More so than Romney, Santorum, or Paul, Gingrich sells himself to voters by putting the "bully" in bully pulpit. His stump speech consists largely of giving his audience the illusion that the problem with the current president is that he has substandard intelligence (Gingrich's most reliable laugh line is the concession that he'd let President Obama use a teleprompter in their never-gonna-happen Lincoln-Douglas debates). In Easley on Wednesday, he explained that the administration's decision to block the construction of the Keystone XL pipeline was "stupid" (a line he repeats in Walterboro). "It's one thing to say that a White House doesn't understand chess," he says. "It's another to say they can't understand checkers. But if they can't play tic-tac-toe…" Well, you get the picture.

That anger, and his ability to channel the same in others, explains why Gingrich's performance at Monday's debate—when he dismissed Fox News' Juan Williams' suggestion that he was playing to racial stereotypes by denigrating food stamps—has resonated so deeply. "I am so tired, personally, of racial prejudice," says Tommie Derry of Walterboro, a Gingrich supporter. "The way blacks are handling it, if you weren't racially prejudiced, it'd make you racially prejudiced" Gingrich's retort to Williams went beyond a simple debating coup; it was cathartic. "When I hear the Juans of the world, I get upset." Her son, Mark, doesn't go quite so far, but when I ask him how long he's been on Team Newt, he doesn't even have to think about it: "Since Monday." 

When people talk about South Carolina Republican politics, they talk, with a good deal of proof, about "whisper campaigns." It's sort of a caricature at this point, and as some voters I've spoken with have put it, probably as much a product of the primary's timing as it is the state's character; by the time the third nominating contest has rolled around, there's a sense of urgency that leads to, well, desperate measures.
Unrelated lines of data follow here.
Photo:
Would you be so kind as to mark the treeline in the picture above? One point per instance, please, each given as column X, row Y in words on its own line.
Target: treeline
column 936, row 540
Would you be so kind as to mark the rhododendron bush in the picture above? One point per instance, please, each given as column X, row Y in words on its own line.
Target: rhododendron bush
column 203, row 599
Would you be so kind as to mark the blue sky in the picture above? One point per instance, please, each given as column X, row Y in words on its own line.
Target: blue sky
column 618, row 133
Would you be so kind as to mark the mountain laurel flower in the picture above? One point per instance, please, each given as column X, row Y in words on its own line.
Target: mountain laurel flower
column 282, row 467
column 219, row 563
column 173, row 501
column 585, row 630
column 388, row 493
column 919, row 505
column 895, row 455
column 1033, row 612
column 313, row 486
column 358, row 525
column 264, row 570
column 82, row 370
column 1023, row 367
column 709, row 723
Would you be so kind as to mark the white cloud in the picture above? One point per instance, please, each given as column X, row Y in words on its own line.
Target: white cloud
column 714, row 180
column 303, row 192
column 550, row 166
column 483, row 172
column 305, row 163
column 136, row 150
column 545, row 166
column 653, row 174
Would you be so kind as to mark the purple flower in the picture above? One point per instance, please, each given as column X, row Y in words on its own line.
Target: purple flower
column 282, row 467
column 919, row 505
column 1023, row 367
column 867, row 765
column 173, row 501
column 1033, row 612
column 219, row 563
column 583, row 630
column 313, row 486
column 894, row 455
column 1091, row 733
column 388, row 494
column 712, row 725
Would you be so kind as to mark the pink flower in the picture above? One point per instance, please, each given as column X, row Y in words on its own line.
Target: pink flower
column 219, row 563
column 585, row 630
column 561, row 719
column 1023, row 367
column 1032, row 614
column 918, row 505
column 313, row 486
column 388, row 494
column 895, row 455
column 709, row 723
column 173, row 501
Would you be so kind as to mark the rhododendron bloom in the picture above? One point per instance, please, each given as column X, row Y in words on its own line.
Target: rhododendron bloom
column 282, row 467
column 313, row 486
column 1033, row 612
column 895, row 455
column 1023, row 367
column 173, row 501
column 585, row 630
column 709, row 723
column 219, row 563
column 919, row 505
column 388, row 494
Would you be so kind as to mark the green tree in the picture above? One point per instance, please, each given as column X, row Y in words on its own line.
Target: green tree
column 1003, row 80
Right on cue, this is the flier that was left on my windshield at last night's Personhood USA pro-life forum in the Evangelical hub of Greenville. Its target? Rick Santorum's wife, Karen:

Photo: Tim MurphyPhoto: Tim Murphy

Here's the relevant part:

Did you know Rick Santorum's wife, Karen, had a six-year affair with an abortionist named Tom Allen?

This story is only now hitting the news. But you can see for yourself at:

This abortion doctor was 30 years her senior! In fact, he delivered her as a baby!

The only reason they broke up was that Karen wanted kids—while Tom was busy killing them.

In fact, he said, "Karen had no problem with what I did for a living," and said that Rick Santorum was "pro-choice and a humanist."

The rest of the letter focuses on the former Pennsylvania senator, concluding "He just wants to be President so badly, he'll say anything to be elected."

The susbstance of the Karen Santorum smear is, for the most part, true. It wasn't an affair, though—neither Karen nor Tom Allen were married at the time—so the hint of infidelity is false. More to the point, it's difficult to see any scenario in which this should be relevant. Does anyone seriously doubt the Santorums' anti-abortion credentials?